Breytenbach’s political beliefs are spelled out in the essays collected in The Memory of Birds in Times of Revolution (1996). Insofar as he is still engaged in politics, his program can be summed up as “fighting for revolution against politics.” In Dog Heart, however, his politics is implied rather than explained. Quarrels and antipathies emerge in the form of casual side-swipes: at white liberals (“they have no memory of the past”), at the Communist Party colony within the ANC, at the Coloured middle class that has found a home for itself in the old National Party (rebaptized the New National Party, and still, after the 1999 elections, holding on to power in places like Montagu), at the “dogs of God” (Desmond Tutu and Alex Boraine) who chair the Truth and Reconciliation Commission, at the new artistic and academic establishment with its stifling political correctness. A brief brush with Nelson Mandela is recounted, from which Mandela emerges in none too favorable a light. (“People are allowed into his presence in one of the rooms, to whisper sweet nothings in the ear which doesn’t hear. Then he moves off with his entourage and the security detail….”) Thus Breytenbach keeps his promise to remain a maverick, “against the norm, orthodoxy, the canon, hegemony, politics, the State, power.”

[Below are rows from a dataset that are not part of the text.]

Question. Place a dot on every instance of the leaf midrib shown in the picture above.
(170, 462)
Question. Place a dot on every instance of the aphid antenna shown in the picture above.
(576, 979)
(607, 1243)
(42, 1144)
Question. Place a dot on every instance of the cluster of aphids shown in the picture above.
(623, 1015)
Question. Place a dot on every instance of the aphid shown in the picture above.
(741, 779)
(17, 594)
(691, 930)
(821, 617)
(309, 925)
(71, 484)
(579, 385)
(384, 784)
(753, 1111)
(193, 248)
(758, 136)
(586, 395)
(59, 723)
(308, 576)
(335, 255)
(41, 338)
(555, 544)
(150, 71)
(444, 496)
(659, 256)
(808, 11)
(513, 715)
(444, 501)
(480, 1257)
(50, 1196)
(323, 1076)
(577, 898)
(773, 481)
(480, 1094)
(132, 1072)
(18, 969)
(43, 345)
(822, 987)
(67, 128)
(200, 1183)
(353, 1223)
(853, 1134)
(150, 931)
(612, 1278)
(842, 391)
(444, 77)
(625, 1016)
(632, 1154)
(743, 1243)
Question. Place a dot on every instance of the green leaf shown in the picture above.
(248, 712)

Like Breytenbach’s other memoirs, Dog Heart is loose, almost miscellaneous, in its structure. Part journal, part essay on autobiography, part book of the dead, part what one might call speculative history, it also contains searching meditations on the elusiveness of memory and passages of virtuoso writing—a description of a thunderstorm, for instance—breathtaking in the immediacy of their evocation of Africa. Though not a work of great ambition, it contains abundant evidence of a creative intelligence of the highest order.